I am suffering from a case of author identity confusion. My first book is middle grade/young adult, set during the Mexican Revolution, and ripe with opportunity for learning and thoughtful discussion. It’s full of prose and carefully crafted imagery.
My second book, Call Girl, is about a sassy woman named Julia who runs a call center and struggles with post-partum depression, work/life imbalance and a womanizing boss. She also has a tawdry tale of greed, money and blackmail to uncover. It’s filled with humor, but I hope it provokes some thoughtful discussion about post-partum depression, misogyny and challenges for working women. Clearly, NOT a book for youngsters.
Despite Call Girl’s complete pivot from Evangelina Takes Flight, I want to share bits of it with you (as I’ve done in the past), and hope it resonates with some moms out there, or at least gives readers a chuckle.
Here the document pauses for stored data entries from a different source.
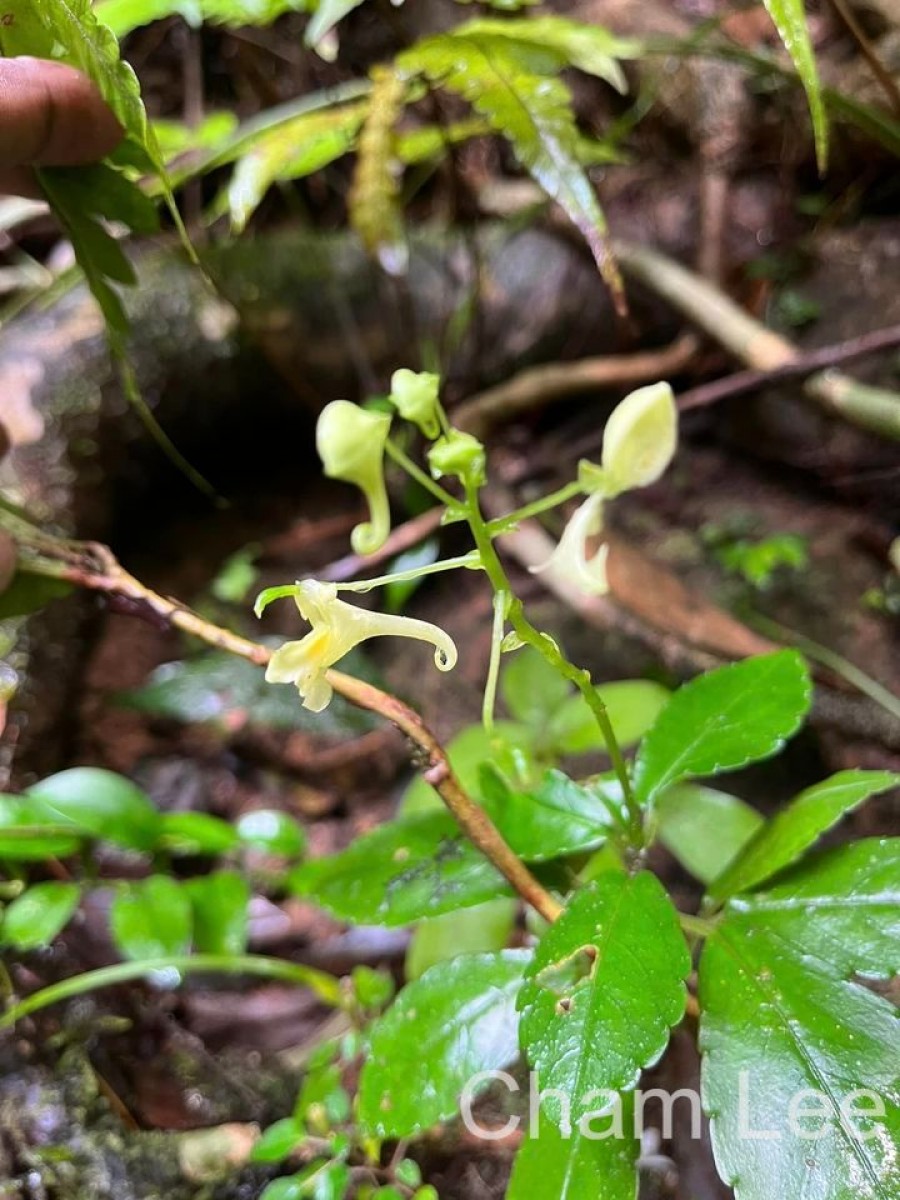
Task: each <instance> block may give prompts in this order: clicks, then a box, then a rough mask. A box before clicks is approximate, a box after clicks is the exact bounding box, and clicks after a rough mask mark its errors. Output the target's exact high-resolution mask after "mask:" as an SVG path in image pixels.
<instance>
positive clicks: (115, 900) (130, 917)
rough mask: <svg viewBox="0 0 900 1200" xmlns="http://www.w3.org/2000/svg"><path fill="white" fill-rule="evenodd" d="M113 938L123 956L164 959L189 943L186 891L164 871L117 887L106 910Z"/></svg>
mask: <svg viewBox="0 0 900 1200" xmlns="http://www.w3.org/2000/svg"><path fill="white" fill-rule="evenodd" d="M109 928H110V930H112V934H113V940H114V941H115V944H116V946H118V947H119V949H120V950H121V953H122V954H124V955H125V958H126V959H136V960H138V961H140V960H142V959H164V958H174V956H175V955H180V954H186V953H187V950H188V949H190V947H191V929H192V913H191V901H190V899H188V895H187V892H186V890H185V888H182V887H181V884H180V883H178V882H176V881H175V880H173V878H169V876H168V875H151V876H150V877H149V878H146V880H140V881H139V882H137V883H128V884H125V886H124V887H121V889H120V890H119V892H118V893H116V895H115V899H114V900H113V905H112V908H110V910H109Z"/></svg>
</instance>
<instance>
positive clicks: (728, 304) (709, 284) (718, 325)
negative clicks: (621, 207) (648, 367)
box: [614, 242, 900, 440]
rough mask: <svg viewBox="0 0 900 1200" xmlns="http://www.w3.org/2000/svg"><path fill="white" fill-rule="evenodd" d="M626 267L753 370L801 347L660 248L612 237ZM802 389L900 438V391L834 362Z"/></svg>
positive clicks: (803, 383)
mask: <svg viewBox="0 0 900 1200" xmlns="http://www.w3.org/2000/svg"><path fill="white" fill-rule="evenodd" d="M614 251H616V254H617V256H618V258H619V262H620V263H622V268H623V270H624V271H625V272H626V274H628V275H631V276H632V277H635V278H637V280H640V281H641V282H642V283H646V284H647V287H649V288H652V289H653V290H654V292H655V293H656V294H658V295H660V296H662V299H664V300H667V301H668V302H670V304H671V305H672V306H673V307H674V308H677V310H678V311H679V312H682V313H683V314H684V316H685V317H686V318H688V319H689V320H691V322H694V323H695V324H696V325H698V326H700V328H701V329H703V330H704V331H706V332H707V334H708V335H709V336H710V337H713V338H715V341H716V342H719V344H720V346H724V347H725V348H726V349H727V350H730V352H731V353H732V354H733V355H734V356H736V358H738V359H740V360H742V361H743V362H744V364H745V366H748V367H750V368H751V370H754V371H776V370H780V368H781V367H790V366H792V365H793V364H794V362H796V361H797V359H798V356H799V353H800V352H799V350H798V349H797V347H796V346H793V343H792V342H790V341H788V340H787V338H786V337H781V335H780V334H776V332H774V331H773V330H770V329H767V328H766V325H763V324H762V323H761V322H758V320H756V318H755V317H751V316H750V313H748V312H744V310H743V308H740V307H739V306H738V305H737V304H734V301H733V300H731V299H730V298H728V296H727V295H725V293H724V292H721V290H720V289H719V288H716V287H714V286H713V284H712V283H709V282H708V281H707V280H702V278H700V276H698V275H696V272H694V271H691V270H689V269H688V268H686V266H683V265H682V264H680V263H677V262H674V259H671V258H668V257H667V256H666V254H662V253H660V252H659V251H655V250H650V248H649V247H647V246H638V245H635V244H632V242H614ZM803 391H804V394H805V395H806V396H808V397H809V398H810V400H814V401H815V402H816V403H817V404H818V406H820V407H822V408H824V409H826V410H827V412H829V413H832V414H834V415H835V416H840V418H842V419H844V420H846V421H848V422H850V424H851V425H856V426H857V427H858V428H862V430H868V431H869V432H870V433H876V434H878V436H880V437H884V438H890V439H892V440H900V395H899V394H898V392H895V391H890V390H889V389H887V388H872V386H870V385H868V384H864V383H859V380H857V379H853V378H851V377H850V376H846V374H844V373H842V372H840V371H836V370H835V368H834V367H830V368H828V370H824V371H817V372H815V373H814V374H810V376H808V378H806V379H805V380H804V383H803Z"/></svg>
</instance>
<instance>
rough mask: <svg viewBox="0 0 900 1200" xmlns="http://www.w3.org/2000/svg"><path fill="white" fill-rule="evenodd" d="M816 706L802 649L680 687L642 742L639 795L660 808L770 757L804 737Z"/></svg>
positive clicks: (702, 679) (638, 784)
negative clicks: (761, 758) (655, 803)
mask: <svg viewBox="0 0 900 1200" xmlns="http://www.w3.org/2000/svg"><path fill="white" fill-rule="evenodd" d="M809 704H810V679H809V671H808V668H806V664H805V662H804V660H803V658H802V656H800V655H799V654H798V653H797V650H778V652H776V653H775V654H764V655H762V656H761V658H756V659H745V660H744V661H743V662H736V664H733V665H731V666H727V667H720V668H719V670H718V671H710V672H709V673H708V674H703V676H698V678H696V679H692V680H691V682H690V683H688V684H685V685H684V686H683V688H679V689H678V691H677V692H676V694H674V696H673V697H672V700H671V701H670V702H668V704H666V707H665V708H664V709H662V712H661V713H660V715H659V718H658V719H656V721H655V724H654V725H653V728H650V731H649V732H648V733H647V736H646V737H644V739H643V742H642V743H641V745H640V748H638V751H637V758H636V762H635V797H636V799H637V800H640V802H641V803H642V804H648V805H649V804H653V802H654V800H655V799H656V797H658V796H659V794H660V792H662V791H664V790H665V788H666V787H672V785H673V784H679V782H680V781H682V780H684V779H691V778H697V776H703V775H715V774H718V773H719V772H722V770H736V769H737V768H738V767H744V766H745V764H746V763H749V762H756V761H758V760H760V758H768V757H769V756H770V755H773V754H775V752H776V751H778V750H780V749H781V746H782V745H784V744H785V742H786V740H787V739H788V738H790V737H791V736H792V734H793V733H796V732H797V730H798V728H799V726H800V722H802V720H803V718H804V715H805V713H806V710H808V709H809Z"/></svg>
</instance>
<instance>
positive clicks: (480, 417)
mask: <svg viewBox="0 0 900 1200" xmlns="http://www.w3.org/2000/svg"><path fill="white" fill-rule="evenodd" d="M696 349H697V340H696V337H695V336H694V335H692V334H684V335H682V336H680V337H678V338H677V340H676V341H674V342H672V343H671V344H670V346H665V347H662V348H661V349H655V350H643V352H641V353H637V354H625V355H612V354H611V355H606V356H604V358H593V359H581V360H576V361H575V362H550V364H546V365H544V366H538V367H528V370H526V371H520V372H518V374H515V376H512V378H511V379H508V380H505V383H502V384H498V385H497V386H496V388H488V389H486V390H485V391H480V392H476V394H475V395H474V396H470V397H469V398H468V400H464V401H463V402H462V404H460V406H457V407H456V408H455V409H454V424H455V425H457V426H458V427H460V428H462V430H467V431H468V432H469V433H474V434H475V437H484V436H485V433H487V432H488V430H491V428H492V427H493V426H494V425H498V424H500V422H502V421H509V420H512V419H515V418H516V416H521V415H522V413H528V412H530V410H532V409H534V408H539V407H540V406H542V404H546V403H548V402H550V401H553V400H562V398H564V397H565V396H574V395H577V394H578V392H584V391H595V390H598V389H600V388H616V386H631V385H632V384H641V383H649V382H653V380H656V379H661V378H665V377H666V376H668V374H672V373H674V372H677V371H682V370H683V368H684V367H685V366H686V365H688V364H689V362H690V360H691V359H692V358H694V354H695V353H696Z"/></svg>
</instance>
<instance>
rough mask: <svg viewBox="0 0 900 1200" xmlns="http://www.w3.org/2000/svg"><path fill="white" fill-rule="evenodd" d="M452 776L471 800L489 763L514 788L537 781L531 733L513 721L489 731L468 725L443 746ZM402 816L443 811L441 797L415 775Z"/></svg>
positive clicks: (532, 739) (476, 790)
mask: <svg viewBox="0 0 900 1200" xmlns="http://www.w3.org/2000/svg"><path fill="white" fill-rule="evenodd" d="M445 751H446V756H448V758H449V761H450V766H451V767H452V768H454V774H455V775H456V778H457V779H458V780H460V782H461V784H462V786H463V788H464V790H466V791H467V792H468V793H469V794H470V796H478V788H479V773H480V770H481V764H482V763H485V762H492V763H493V764H494V767H497V769H498V770H502V772H503V774H504V775H506V776H508V778H509V780H510V781H511V782H514V784H515V785H516V786H526V785H528V784H530V782H534V781H535V780H536V779H538V775H539V772H538V769H536V767H535V763H534V750H533V736H532V731H530V730H529V728H528V727H527V726H524V725H520V724H517V722H515V721H496V722H494V726H493V728H492V730H490V731H488V730H486V728H485V727H484V725H481V724H479V725H470V726H468V728H464V730H462V731H461V732H460V733H457V734H456V737H454V738H451V739H450V740H449V742H448V744H446V746H445ZM400 809H401V812H402V815H403V816H412V815H413V814H414V812H433V811H436V810H437V811H443V804H442V800H440V797H439V796H438V794H437V792H436V791H434V788H433V787H432V786H431V784H426V782H425V780H424V779H422V776H421V775H416V778H415V779H414V780H413V782H412V784H410V785H409V787H408V788H407V790H406V792H404V793H403V799H402V800H401V805H400Z"/></svg>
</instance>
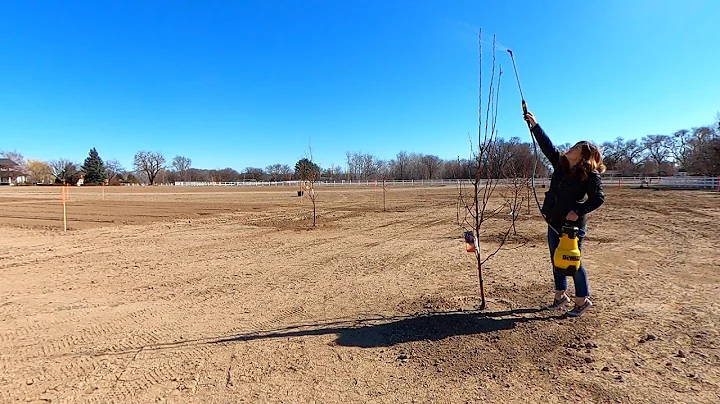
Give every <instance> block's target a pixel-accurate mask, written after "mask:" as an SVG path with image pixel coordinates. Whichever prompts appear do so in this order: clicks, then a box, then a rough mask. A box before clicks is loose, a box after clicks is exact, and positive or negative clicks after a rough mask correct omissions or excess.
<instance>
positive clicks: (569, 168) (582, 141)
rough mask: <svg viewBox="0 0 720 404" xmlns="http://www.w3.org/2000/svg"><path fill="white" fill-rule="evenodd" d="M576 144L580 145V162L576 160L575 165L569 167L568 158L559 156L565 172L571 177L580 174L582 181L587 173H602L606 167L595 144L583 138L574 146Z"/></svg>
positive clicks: (562, 165) (584, 179)
mask: <svg viewBox="0 0 720 404" xmlns="http://www.w3.org/2000/svg"><path fill="white" fill-rule="evenodd" d="M578 145H580V147H581V149H580V150H581V152H582V154H581V156H582V157H581V158H580V162H578V163H577V165H576V166H575V167H570V162H569V161H568V158H567V157H566V156H564V155H563V156H562V157H561V158H560V164H561V165H562V167H563V169H565V172H567V173H568V174H570V176H571V177H572V176H574V175H575V174H580V175H581V177H582V180H583V181H584V180H586V179H587V177H588V174H589V173H591V172H593V171H597V172H598V173H600V174H602V173H604V172H605V170H606V167H605V163H603V159H602V153H601V152H600V149H599V148H598V147H597V146H596V145H594V144H592V143H590V142H588V141H585V140H582V141H580V142H577V143H576V144H575V146H578ZM575 146H573V147H575Z"/></svg>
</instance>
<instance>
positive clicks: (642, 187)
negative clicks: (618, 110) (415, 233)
mask: <svg viewBox="0 0 720 404" xmlns="http://www.w3.org/2000/svg"><path fill="white" fill-rule="evenodd" d="M460 181H462V182H463V183H466V184H467V183H470V180H467V179H466V180H456V179H442V180H389V181H385V185H386V186H421V187H422V186H448V185H457V184H458V182H460ZM497 181H498V183H499V184H500V185H503V184H509V183H510V180H507V179H501V180H497ZM302 183H303V182H302V181H240V182H199V181H191V182H176V183H175V184H174V185H175V186H180V187H208V186H212V187H300V186H301V184H302ZM549 185H550V180H549V179H547V178H536V179H535V186H536V187H539V188H542V187H548V186H549ZM603 185H604V186H606V187H607V186H617V187H631V188H658V189H709V190H717V191H720V177H604V178H603ZM315 186H322V187H379V186H382V181H375V180H356V181H346V180H340V181H318V182H316V183H315Z"/></svg>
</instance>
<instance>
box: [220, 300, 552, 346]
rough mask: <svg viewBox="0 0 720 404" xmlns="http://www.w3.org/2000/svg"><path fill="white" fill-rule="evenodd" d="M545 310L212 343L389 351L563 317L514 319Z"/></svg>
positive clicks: (269, 334) (326, 327)
mask: <svg viewBox="0 0 720 404" xmlns="http://www.w3.org/2000/svg"><path fill="white" fill-rule="evenodd" d="M541 311H544V310H543V309H515V310H508V311H502V312H491V313H485V312H451V313H442V312H441V313H428V314H423V315H416V316H407V317H391V318H389V319H385V320H384V321H383V320H377V319H375V320H373V321H374V323H370V321H362V320H358V321H356V322H355V323H354V324H347V323H345V324H344V325H343V326H340V324H335V323H326V324H314V325H299V326H292V327H287V328H285V329H280V330H275V331H271V332H265V333H247V334H239V335H235V336H230V337H223V338H218V339H216V340H214V341H208V342H209V343H213V344H219V343H231V342H241V341H252V340H257V339H271V338H288V337H301V336H310V335H327V334H337V335H338V338H337V341H336V343H337V344H338V345H341V346H352V347H361V348H372V347H387V346H392V345H396V344H402V343H406V342H412V341H423V340H429V341H439V340H442V339H445V338H448V337H451V336H456V335H473V334H481V333H487V332H493V331H500V330H509V329H512V328H514V327H515V326H516V325H517V323H522V322H528V321H537V320H550V319H556V318H561V317H562V316H532V317H514V316H517V315H519V314H531V313H538V312H541ZM387 320H392V321H387Z"/></svg>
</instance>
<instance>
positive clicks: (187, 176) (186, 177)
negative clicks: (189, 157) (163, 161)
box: [172, 156, 192, 181]
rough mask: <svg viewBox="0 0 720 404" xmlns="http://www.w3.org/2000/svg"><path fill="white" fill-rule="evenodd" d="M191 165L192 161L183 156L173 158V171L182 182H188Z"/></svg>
mask: <svg viewBox="0 0 720 404" xmlns="http://www.w3.org/2000/svg"><path fill="white" fill-rule="evenodd" d="M191 165H192V160H190V159H189V158H188V157H185V156H175V157H174V158H173V162H172V166H173V168H174V169H175V171H177V172H178V174H180V178H182V180H183V181H190V177H189V175H188V174H189V173H190V171H189V170H190V166H191Z"/></svg>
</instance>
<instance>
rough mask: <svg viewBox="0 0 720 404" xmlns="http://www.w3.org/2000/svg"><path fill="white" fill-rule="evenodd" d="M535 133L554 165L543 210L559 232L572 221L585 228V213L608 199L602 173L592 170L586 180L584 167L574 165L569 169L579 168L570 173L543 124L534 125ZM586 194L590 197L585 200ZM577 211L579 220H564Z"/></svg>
mask: <svg viewBox="0 0 720 404" xmlns="http://www.w3.org/2000/svg"><path fill="white" fill-rule="evenodd" d="M532 133H533V135H534V136H535V139H536V140H537V142H538V145H539V146H540V150H542V152H543V154H544V155H545V156H546V157H547V158H548V160H550V164H552V166H553V174H552V177H551V178H550V189H549V190H548V191H547V192H545V201H544V202H543V207H542V211H543V213H544V214H545V217H546V219H547V221H548V222H549V224H550V225H552V226H553V227H555V229H557V230H558V231H560V228H561V227H562V225H563V224H565V223H567V224H571V225H573V226H577V227H579V228H585V224H586V223H587V218H586V215H587V214H588V213H590V212H592V211H593V210H595V209H597V208H598V207H600V205H602V204H603V202H605V192H604V191H603V186H602V180H601V178H600V173H598V172H597V171H593V172H590V173H588V174H587V179H584V180H583V179H582V177H583V176H582V173H581V172H579V171H580V170H582V169H581V168H580V167H579V166H575V167H573V168H571V169H570V170H576V171H575V172H574V175H570V173H569V172H568V171H567V169H566V168H563V167H562V165H561V158H564V157H562V155H561V153H560V152H559V151H558V149H557V148H555V146H553V144H552V142H551V141H550V138H549V137H548V135H547V134H546V133H545V131H544V130H543V129H542V128H541V127H540V125H539V124H538V125H535V127H534V128H532ZM585 195H587V196H588V199H587V200H585ZM571 210H574V211H575V213H576V214H577V215H578V220H577V221H575V222H570V221H568V220H566V219H565V217H566V216H567V214H568V213H569V212H570V211H571Z"/></svg>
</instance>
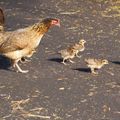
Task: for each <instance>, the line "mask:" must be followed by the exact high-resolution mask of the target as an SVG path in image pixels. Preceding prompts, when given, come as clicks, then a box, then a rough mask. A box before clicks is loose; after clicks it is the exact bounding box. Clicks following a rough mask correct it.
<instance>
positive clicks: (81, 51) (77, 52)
mask: <svg viewBox="0 0 120 120" xmlns="http://www.w3.org/2000/svg"><path fill="white" fill-rule="evenodd" d="M85 43H86V41H85V40H84V39H81V40H80V41H79V43H75V44H74V45H73V48H74V49H75V50H76V53H75V55H76V57H78V58H80V57H81V56H79V55H78V53H79V52H82V51H84V50H85V45H84V44H85Z"/></svg>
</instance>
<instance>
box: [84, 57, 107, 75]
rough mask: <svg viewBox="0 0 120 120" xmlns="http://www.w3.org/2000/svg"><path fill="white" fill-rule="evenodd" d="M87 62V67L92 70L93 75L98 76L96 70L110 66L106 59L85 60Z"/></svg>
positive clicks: (91, 72) (97, 73)
mask: <svg viewBox="0 0 120 120" xmlns="http://www.w3.org/2000/svg"><path fill="white" fill-rule="evenodd" d="M85 62H86V63H87V66H88V67H89V68H90V69H91V73H93V74H98V72H95V69H100V68H102V67H103V66H104V65H105V64H108V60H106V59H92V58H89V59H85Z"/></svg>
I am actively sending queries to Literary Agents hoping to find representation. The segment below comes early on in the book, chapter 2.
Someone on the consulting nurse twenty-four-hour hotline told me colic usually lasts about six weeks. I marked the days on the calendar with an “X” until the six weeks were up.
Trey screamed the first day after his six-week birthday.
At 2:30 a.m., I woke up to his crying, picked him up, and walked to the kitchen, where we kept the calendar. I turned on the overhead stove light to see it. Yep, one day past six weeks, and he cried off and on that morning, afternoon, and night.
Gah! Was there such a thing as twenty-hour-a-day colic, and was there such a thing as a baby that cried until he left for college? Because his crying seemed like it was on a non-stop repeat cycle from hell.
My days included the following, or a combination thereof:
- Pick crying Trey up out of his crib
- Nurse Trey . . . twenty minutes of quiet—yay!
- Hold Trey in the rocking chair
- Wipe Trey’s spit-up off my shoulder
- Smell eau de vomit every time I turn my head
- Hold Trey on the sofa
- Hold Trey at the kitchen table
- Sing “Itsy Bitsy Spider,” “You Are My Sunshine,” the ABCs, a few Barbara Streisand songs and Broadway tunes
- Tell myself, “You can do this!”
- Lay Trey on his back, atop my thighs, his tiny feet against my weirdly stretched-out stomach, head the opposite direction, and talk to him, smile at him, grab his little feet and move them around, stroke his hair, touch his cheek, kiss his nose, tell him I love him, but feel guilty, because part of my heart feels paralyzed and in desperate need of emergency care
- Beg Trey to tell me why he’s crying, so I can fix it!
- Walk around our itty-bitty house with Trey over my shoulder
- Put Trey, who is crying, in his stroller, and take him for a walk, thinking the fresh air will do him good
- Bring Trey home in stroller, because he won’t stop crying, and I’m embarrassed the neighbors will hear, or the dogs will start howling
- Change Trey’s diaper
- Burp Trey
- Change Trey’s clothes
- Bathe Trey
- Tell myself, “I can’t do this!”
- Read Doctor Spock book, again, hoping there’s information I missed that will tell me what I’m doing wrong
I cried every day, too, but I usually got my act together before Charlie came home, lest he think I was the most un-motherly woman on the planet. He knew it was exactly that though, an act. There is no “off” button for new-mommy misery.
One awful day ran into the next awful day until it seemed like one enormously long awful life. I had waited anxiously for this child. Couldn’t wait until he came. Then he arrived, like a little alien being, a total stranger, fragile and scary. My son, unable to talk, hold his head up, or even keep his eyes from crossing, scared me ****less morning, noon, and night.